Other definite pluses for LAN play are that latency with high-speed networks are absolutely non-existent. Even setting up LAN dedicated servers are a piece of cake if you've patched your game to the latest - thanks to a predefined batch startup file courtesy of S2 Games.
Ultimately, the choice of whether to pay or not is yours to make. It's just a one time deal, anyway; there are no subscription or hidden fees attached. And if even if you're not an independent gaming crusader like some people are, if Savage 2 tickles you in a funny, special way, why not support S2 Games' unconventional, independent project with 30 smackeroos?
Like father, like son
In every way that Savage 2: A Tortured Soul lives up to be a worthy successor to Savage: Battle for Newerth, it also portrays similar faults of the first title. To be fair, however, many of the faults have one foot set upon factors way out of S2 Games' control.

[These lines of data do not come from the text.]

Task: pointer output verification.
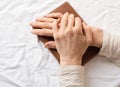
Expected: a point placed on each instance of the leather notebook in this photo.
(91, 51)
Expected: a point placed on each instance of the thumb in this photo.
(88, 33)
(50, 44)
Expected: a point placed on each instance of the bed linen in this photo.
(24, 62)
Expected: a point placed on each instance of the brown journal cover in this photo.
(91, 51)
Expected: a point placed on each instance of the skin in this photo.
(63, 30)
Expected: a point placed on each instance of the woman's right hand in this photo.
(71, 42)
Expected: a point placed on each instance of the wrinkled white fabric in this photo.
(71, 76)
(111, 47)
(26, 63)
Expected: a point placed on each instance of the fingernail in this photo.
(32, 32)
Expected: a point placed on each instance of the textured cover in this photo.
(91, 51)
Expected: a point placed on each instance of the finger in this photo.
(70, 21)
(50, 44)
(54, 15)
(78, 25)
(88, 33)
(64, 20)
(55, 27)
(44, 19)
(43, 32)
(41, 25)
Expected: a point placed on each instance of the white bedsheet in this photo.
(26, 63)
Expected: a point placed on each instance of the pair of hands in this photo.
(72, 37)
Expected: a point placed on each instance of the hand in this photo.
(46, 24)
(43, 25)
(71, 41)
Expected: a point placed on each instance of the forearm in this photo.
(71, 76)
(111, 47)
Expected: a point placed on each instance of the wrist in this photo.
(71, 62)
(97, 37)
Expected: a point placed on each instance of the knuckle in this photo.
(69, 32)
(56, 37)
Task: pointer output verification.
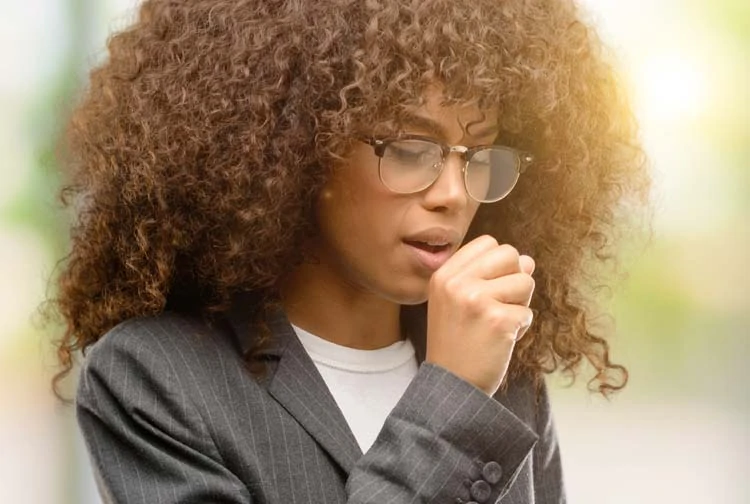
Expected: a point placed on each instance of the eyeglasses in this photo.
(411, 163)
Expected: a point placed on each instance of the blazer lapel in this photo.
(297, 385)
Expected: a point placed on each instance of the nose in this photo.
(448, 193)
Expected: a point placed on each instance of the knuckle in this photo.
(528, 283)
(471, 299)
(509, 251)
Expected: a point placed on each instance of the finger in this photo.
(511, 320)
(528, 265)
(494, 263)
(469, 252)
(516, 288)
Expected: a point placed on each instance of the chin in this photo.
(411, 293)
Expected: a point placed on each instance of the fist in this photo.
(478, 307)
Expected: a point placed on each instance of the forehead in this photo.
(437, 115)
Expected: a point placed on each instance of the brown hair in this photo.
(201, 144)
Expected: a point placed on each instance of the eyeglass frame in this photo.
(379, 144)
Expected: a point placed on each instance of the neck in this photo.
(317, 300)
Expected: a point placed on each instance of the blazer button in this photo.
(492, 472)
(481, 491)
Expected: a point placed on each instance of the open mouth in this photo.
(428, 247)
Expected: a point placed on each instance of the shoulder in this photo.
(155, 355)
(167, 336)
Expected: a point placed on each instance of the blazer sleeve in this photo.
(548, 475)
(146, 441)
(445, 441)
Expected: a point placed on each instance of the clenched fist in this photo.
(478, 308)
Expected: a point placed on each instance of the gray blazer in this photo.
(170, 414)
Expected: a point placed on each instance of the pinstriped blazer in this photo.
(170, 414)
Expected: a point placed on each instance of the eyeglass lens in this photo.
(412, 165)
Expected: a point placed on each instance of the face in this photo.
(377, 242)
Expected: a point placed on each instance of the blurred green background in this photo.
(678, 433)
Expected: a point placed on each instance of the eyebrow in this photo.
(434, 128)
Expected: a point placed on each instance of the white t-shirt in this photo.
(366, 384)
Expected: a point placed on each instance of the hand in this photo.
(478, 307)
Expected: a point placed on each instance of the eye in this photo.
(413, 152)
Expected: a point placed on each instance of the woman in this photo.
(302, 266)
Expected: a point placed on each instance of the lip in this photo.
(431, 261)
(436, 234)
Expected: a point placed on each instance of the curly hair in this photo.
(198, 150)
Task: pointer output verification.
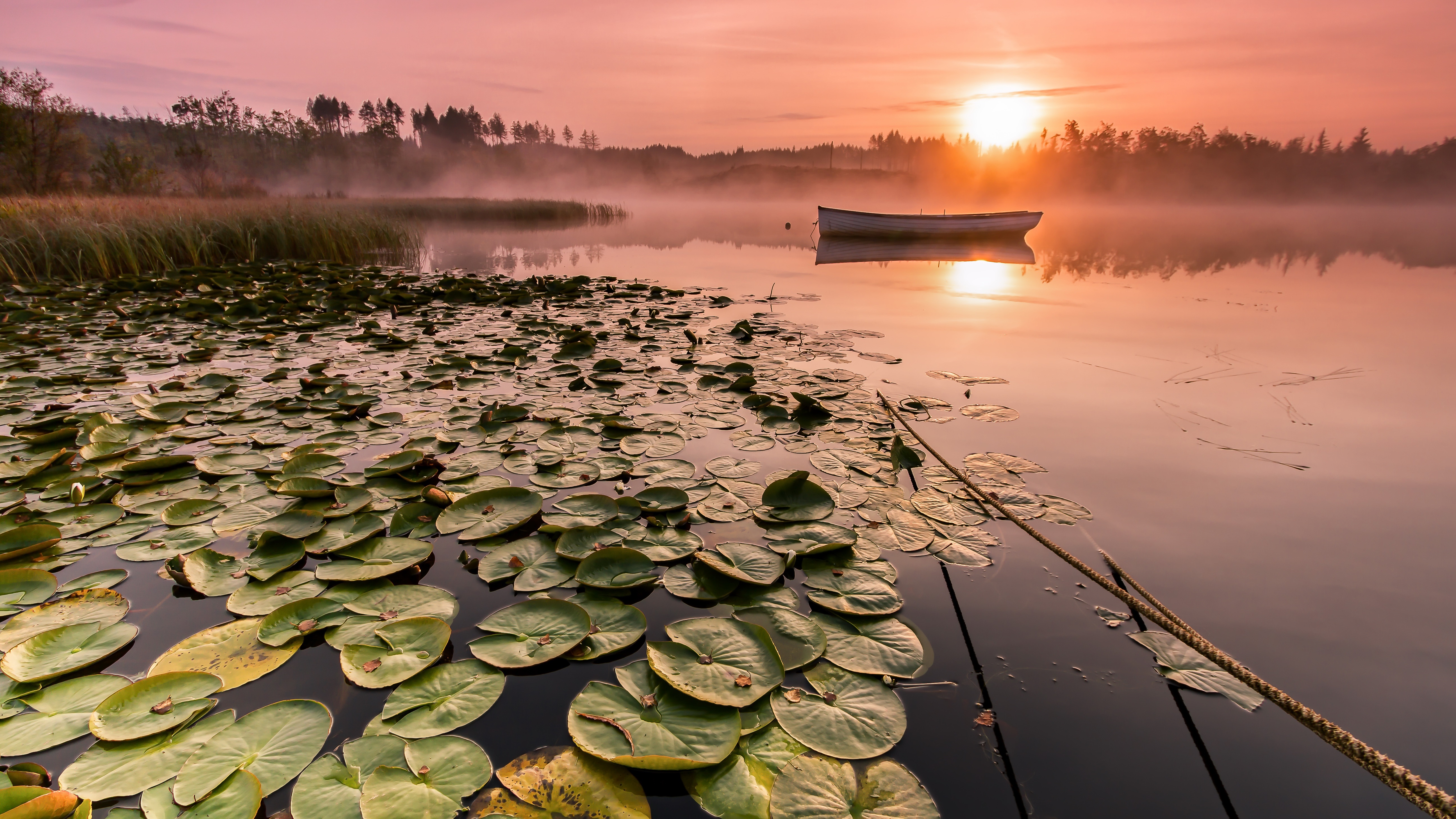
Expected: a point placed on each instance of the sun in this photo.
(997, 119)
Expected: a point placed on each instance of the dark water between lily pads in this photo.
(1256, 407)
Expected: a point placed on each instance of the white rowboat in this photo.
(835, 222)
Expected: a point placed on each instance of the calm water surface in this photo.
(1259, 410)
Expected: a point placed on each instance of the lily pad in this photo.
(718, 661)
(739, 788)
(745, 562)
(697, 582)
(378, 557)
(443, 699)
(155, 704)
(488, 513)
(62, 713)
(871, 645)
(798, 639)
(852, 716)
(1183, 665)
(531, 633)
(828, 789)
(101, 607)
(411, 646)
(231, 650)
(646, 724)
(665, 544)
(274, 744)
(124, 768)
(615, 567)
(615, 626)
(280, 589)
(564, 783)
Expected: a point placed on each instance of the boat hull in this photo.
(835, 222)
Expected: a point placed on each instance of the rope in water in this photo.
(1426, 796)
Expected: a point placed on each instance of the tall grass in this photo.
(100, 238)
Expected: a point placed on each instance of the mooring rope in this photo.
(1423, 795)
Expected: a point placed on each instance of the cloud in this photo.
(167, 27)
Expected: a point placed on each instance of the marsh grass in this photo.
(88, 238)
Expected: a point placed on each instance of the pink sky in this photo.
(714, 76)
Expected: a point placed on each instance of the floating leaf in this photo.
(615, 567)
(531, 633)
(797, 639)
(411, 646)
(378, 557)
(124, 768)
(443, 699)
(155, 704)
(62, 713)
(718, 659)
(828, 789)
(274, 744)
(851, 718)
(1181, 664)
(739, 788)
(231, 650)
(615, 626)
(488, 513)
(644, 724)
(564, 783)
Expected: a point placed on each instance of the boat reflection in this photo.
(998, 248)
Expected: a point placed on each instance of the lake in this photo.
(1256, 406)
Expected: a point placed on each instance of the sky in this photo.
(756, 74)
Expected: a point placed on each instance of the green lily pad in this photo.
(344, 533)
(378, 607)
(532, 560)
(615, 567)
(563, 783)
(852, 592)
(443, 699)
(298, 618)
(582, 511)
(646, 724)
(615, 626)
(665, 544)
(718, 659)
(104, 579)
(411, 646)
(745, 562)
(662, 499)
(798, 639)
(231, 650)
(274, 744)
(124, 768)
(739, 788)
(871, 645)
(531, 633)
(101, 607)
(823, 788)
(261, 598)
(191, 511)
(155, 704)
(852, 716)
(1181, 664)
(697, 582)
(62, 713)
(378, 557)
(27, 586)
(25, 540)
(580, 543)
(488, 513)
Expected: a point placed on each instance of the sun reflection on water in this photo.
(980, 277)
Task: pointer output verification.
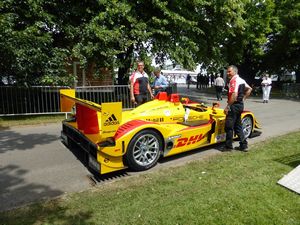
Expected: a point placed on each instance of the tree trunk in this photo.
(298, 76)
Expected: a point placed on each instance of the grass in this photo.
(10, 121)
(231, 188)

We acknowledge the developer's attempts to alleviate these issues, including the steep learning curves and unbalanced games. It just so happens that it should have been a cooperation of two sides, and some players just don't want to practice sportsmanship or be the charitable type, and play along.
But those issues aside, Savage 2 is still the gem that Savage was before. Sure, it's not the perfect kind of cut, but it's fun, it's addicting, and damn near worth getting into the offices early for. It's also got our minds churning out battle theories and plans of conquest. Now if only we could get someone to carry out our dastardly plans - it's hard to achieve anything when everyone wants to play commander.
But perhaps the best part is it's got Xbox head Nicolo S. wanting to try, and it has Ryan C. ogling the next-generation goodies. Now I really can't argue with that, can I?